BP plans to convert ageing Turkish refinery into import terminal

Nov 19, 2003 01:00 AM

BP is planning to close its 100,000 bpd ATAS refinery in on Turkey's southern Mediterranean coast and convert the site into a products import terminal due to the high cost of upgrading the ageing facility to meet European fuel specifications, a top BP refining official said.
BP owns 68 % of the plant, Turkey's only privately-owned refinery, which lies near Mersin on Turkey's southern Mediterranean coast. Shell holds a 27 % stake and local company Marmara Petrol the remaining 5 %.

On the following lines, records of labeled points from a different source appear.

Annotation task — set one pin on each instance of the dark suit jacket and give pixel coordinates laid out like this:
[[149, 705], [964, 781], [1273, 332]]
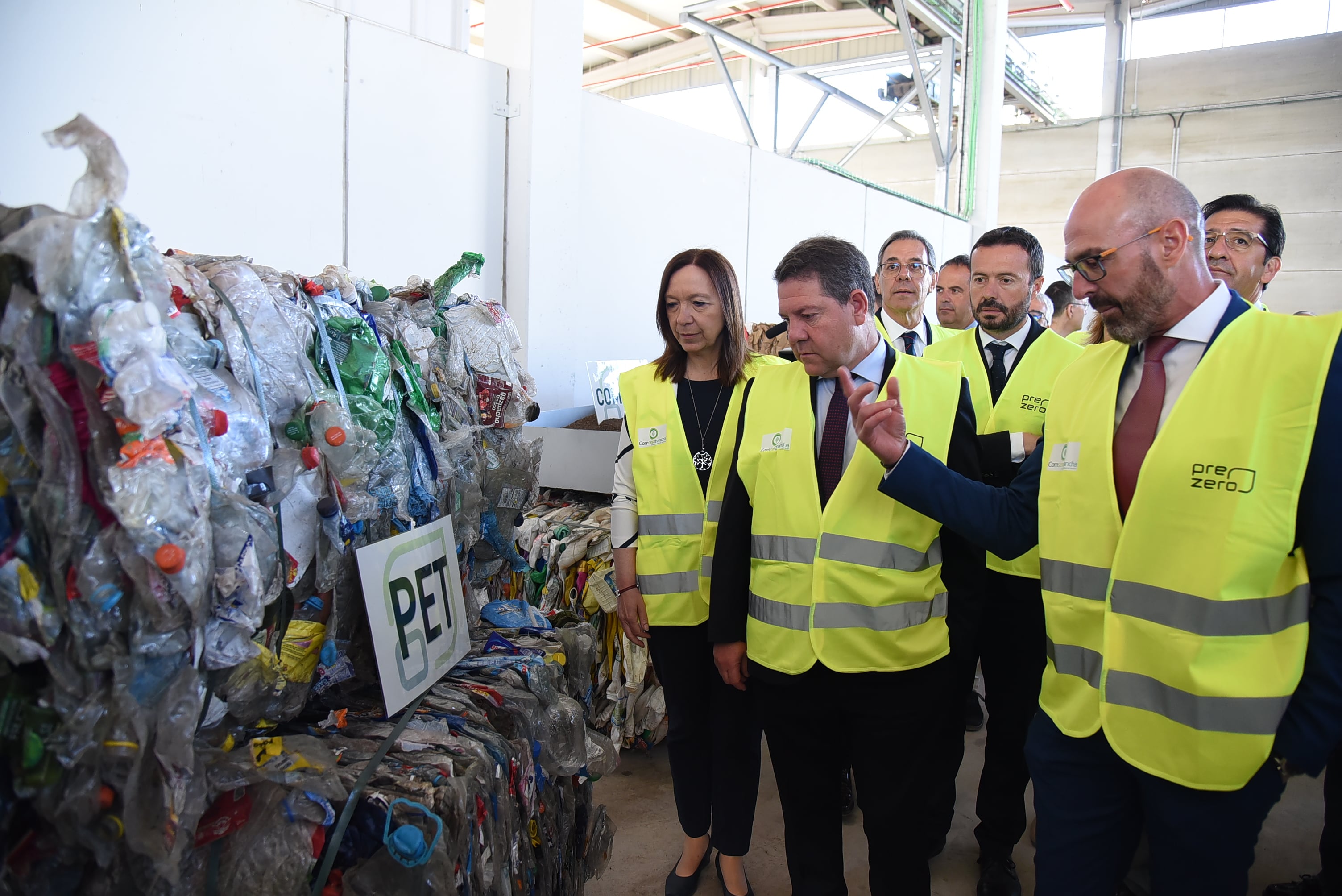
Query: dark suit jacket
[[1006, 521], [732, 553], [995, 447]]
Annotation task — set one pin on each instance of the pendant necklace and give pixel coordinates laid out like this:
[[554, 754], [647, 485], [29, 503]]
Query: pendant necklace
[[702, 459]]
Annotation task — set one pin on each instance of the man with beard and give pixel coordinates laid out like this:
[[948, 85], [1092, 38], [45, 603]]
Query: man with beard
[[953, 307], [905, 278], [1244, 245], [1012, 364], [1192, 581]]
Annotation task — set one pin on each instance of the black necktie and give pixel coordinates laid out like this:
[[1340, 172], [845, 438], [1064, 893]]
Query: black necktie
[[833, 443], [998, 373]]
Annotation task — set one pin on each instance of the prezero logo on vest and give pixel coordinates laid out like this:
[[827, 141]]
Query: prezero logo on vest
[[1220, 478]]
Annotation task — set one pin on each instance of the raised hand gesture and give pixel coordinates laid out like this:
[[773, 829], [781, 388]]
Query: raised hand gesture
[[881, 424]]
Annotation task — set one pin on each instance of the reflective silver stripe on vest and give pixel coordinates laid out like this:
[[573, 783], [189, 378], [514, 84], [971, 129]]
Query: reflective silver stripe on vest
[[1077, 580], [1211, 619], [787, 549], [1070, 659], [847, 549], [890, 618], [669, 583], [1232, 715], [714, 511], [788, 616], [670, 523]]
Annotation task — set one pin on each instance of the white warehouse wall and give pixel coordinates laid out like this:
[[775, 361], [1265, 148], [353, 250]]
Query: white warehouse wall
[[1289, 155], [231, 121], [655, 187]]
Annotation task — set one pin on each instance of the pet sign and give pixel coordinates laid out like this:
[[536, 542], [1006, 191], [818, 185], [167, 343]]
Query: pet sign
[[412, 591]]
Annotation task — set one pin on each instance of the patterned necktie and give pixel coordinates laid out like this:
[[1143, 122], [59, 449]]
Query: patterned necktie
[[998, 373], [830, 462], [1137, 431]]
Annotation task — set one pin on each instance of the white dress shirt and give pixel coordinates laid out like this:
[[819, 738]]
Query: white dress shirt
[[1193, 332], [1014, 343], [923, 333], [866, 371]]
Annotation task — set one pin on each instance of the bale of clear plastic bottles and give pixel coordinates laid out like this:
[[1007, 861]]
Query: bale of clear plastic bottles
[[191, 450]]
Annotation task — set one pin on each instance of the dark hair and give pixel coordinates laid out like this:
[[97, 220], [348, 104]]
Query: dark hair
[[909, 235], [732, 344], [838, 265], [1015, 236], [1060, 294], [1274, 231]]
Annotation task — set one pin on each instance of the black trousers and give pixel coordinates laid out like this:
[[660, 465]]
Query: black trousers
[[1330, 843], [713, 739], [881, 722], [1093, 808], [1003, 627]]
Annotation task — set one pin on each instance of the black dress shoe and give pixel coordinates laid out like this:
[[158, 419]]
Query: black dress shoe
[[678, 886], [998, 878], [717, 863], [973, 713], [1308, 886]]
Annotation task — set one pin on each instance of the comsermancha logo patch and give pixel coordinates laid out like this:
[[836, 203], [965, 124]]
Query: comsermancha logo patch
[[1216, 478]]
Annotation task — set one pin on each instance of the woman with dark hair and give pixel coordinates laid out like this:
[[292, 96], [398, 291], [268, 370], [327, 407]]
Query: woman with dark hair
[[679, 420]]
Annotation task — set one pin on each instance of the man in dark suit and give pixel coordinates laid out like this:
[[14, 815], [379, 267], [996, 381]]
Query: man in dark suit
[[1160, 588], [1011, 364], [827, 596]]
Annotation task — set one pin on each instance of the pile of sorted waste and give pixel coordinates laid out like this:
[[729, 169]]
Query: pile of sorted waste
[[192, 448]]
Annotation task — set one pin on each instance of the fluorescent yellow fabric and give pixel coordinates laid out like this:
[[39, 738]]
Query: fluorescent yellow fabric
[[1022, 406], [718, 475], [1183, 631], [857, 587], [671, 505]]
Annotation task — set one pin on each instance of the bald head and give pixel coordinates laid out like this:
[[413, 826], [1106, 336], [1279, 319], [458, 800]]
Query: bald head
[[1139, 198], [1145, 230]]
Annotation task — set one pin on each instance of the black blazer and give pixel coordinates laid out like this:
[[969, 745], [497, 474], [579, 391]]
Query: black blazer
[[730, 595]]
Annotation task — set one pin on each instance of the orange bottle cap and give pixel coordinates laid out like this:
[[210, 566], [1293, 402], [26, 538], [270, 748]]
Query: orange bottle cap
[[171, 558]]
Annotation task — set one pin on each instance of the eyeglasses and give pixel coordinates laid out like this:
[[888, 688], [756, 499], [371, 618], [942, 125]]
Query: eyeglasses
[[1093, 266], [1235, 241], [914, 269]]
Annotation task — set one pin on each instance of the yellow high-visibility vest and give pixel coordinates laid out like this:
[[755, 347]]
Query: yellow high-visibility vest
[[1022, 406], [858, 585], [673, 533], [1181, 631]]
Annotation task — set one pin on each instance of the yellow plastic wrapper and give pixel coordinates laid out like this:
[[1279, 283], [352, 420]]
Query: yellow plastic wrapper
[[301, 650]]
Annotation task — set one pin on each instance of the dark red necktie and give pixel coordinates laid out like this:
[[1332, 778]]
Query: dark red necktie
[[830, 462], [1137, 431]]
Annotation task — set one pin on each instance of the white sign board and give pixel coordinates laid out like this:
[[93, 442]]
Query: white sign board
[[412, 591], [605, 377]]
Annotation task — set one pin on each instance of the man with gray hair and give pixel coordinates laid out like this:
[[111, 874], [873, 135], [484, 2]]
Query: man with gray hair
[[1192, 583]]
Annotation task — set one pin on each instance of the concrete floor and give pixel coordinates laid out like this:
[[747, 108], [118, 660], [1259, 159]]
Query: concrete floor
[[647, 838]]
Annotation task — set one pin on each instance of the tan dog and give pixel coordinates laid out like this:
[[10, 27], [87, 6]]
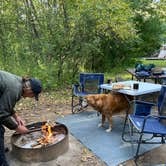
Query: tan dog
[[107, 105]]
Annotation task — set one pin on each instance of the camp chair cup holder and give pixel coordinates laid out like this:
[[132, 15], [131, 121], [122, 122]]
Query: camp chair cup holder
[[143, 126]]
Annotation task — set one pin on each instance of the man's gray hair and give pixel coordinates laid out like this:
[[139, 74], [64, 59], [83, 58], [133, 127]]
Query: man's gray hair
[[27, 84]]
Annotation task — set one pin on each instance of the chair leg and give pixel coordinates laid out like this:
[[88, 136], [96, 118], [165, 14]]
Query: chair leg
[[138, 147], [124, 128], [72, 104]]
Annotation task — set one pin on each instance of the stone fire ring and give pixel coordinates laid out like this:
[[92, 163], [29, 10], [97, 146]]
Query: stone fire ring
[[42, 154]]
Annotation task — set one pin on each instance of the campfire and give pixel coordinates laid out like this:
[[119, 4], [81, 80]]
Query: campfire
[[49, 136], [44, 138]]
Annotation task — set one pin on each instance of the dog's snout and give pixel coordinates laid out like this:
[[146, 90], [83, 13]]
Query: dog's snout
[[84, 102]]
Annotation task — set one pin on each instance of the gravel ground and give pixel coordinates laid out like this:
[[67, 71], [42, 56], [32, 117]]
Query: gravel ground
[[51, 106]]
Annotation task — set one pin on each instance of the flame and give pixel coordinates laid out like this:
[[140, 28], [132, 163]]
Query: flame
[[47, 132]]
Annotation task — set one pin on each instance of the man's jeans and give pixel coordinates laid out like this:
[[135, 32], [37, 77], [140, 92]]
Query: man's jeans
[[3, 161]]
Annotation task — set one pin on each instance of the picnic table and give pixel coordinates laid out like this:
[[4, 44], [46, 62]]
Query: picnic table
[[156, 78]]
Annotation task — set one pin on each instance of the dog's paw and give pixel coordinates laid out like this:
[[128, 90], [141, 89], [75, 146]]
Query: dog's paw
[[109, 130], [100, 125]]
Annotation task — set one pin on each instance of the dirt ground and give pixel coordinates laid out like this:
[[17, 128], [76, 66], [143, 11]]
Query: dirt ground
[[49, 107]]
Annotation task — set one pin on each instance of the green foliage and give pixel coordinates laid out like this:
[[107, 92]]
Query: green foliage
[[55, 40]]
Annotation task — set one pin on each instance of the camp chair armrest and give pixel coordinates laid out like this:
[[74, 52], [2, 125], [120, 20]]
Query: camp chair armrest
[[144, 102], [76, 88], [150, 116]]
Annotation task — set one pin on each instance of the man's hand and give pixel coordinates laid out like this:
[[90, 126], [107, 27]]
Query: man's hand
[[21, 129], [19, 120]]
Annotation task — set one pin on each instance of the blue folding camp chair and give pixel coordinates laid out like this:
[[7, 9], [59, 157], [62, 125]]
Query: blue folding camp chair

The 42-year old refinery has few complex processing units and needs significant investment to be able produce even unleaded gasoline, a product compulsory in Europe since 2000.
"We've been trying to sell it but haven't had any interest, the thinking at the monument is to turn it into a terminal," BP's vice president of refining Mike Hoffman said on the sidelines of a London refining conference.

The Turkish parliament is currently discussing new fuel specification laws which would require local refineries to produce European Union quality products by 2007. The regulations would tighten limits on benzene, aromatics, sulphur levels and outlaw lead in gasoline, to bring them in line with Europe's Auto Oil I specs.
"The timing (of the closure) will depend on how soon (state refiner) Tupras switches to cleaner fuels," Hoffman said.

The ATAS refinery would currently need at least $ 30 mm of spending to produce diesel with less than 50 ppm sulphur and lead-free gasoline, according to Turkish refining sources close to the plant.
European rules require all gasoline and diesel contain less than 50 ppm sulphur by 2005, although these products are already widely sold in Europe.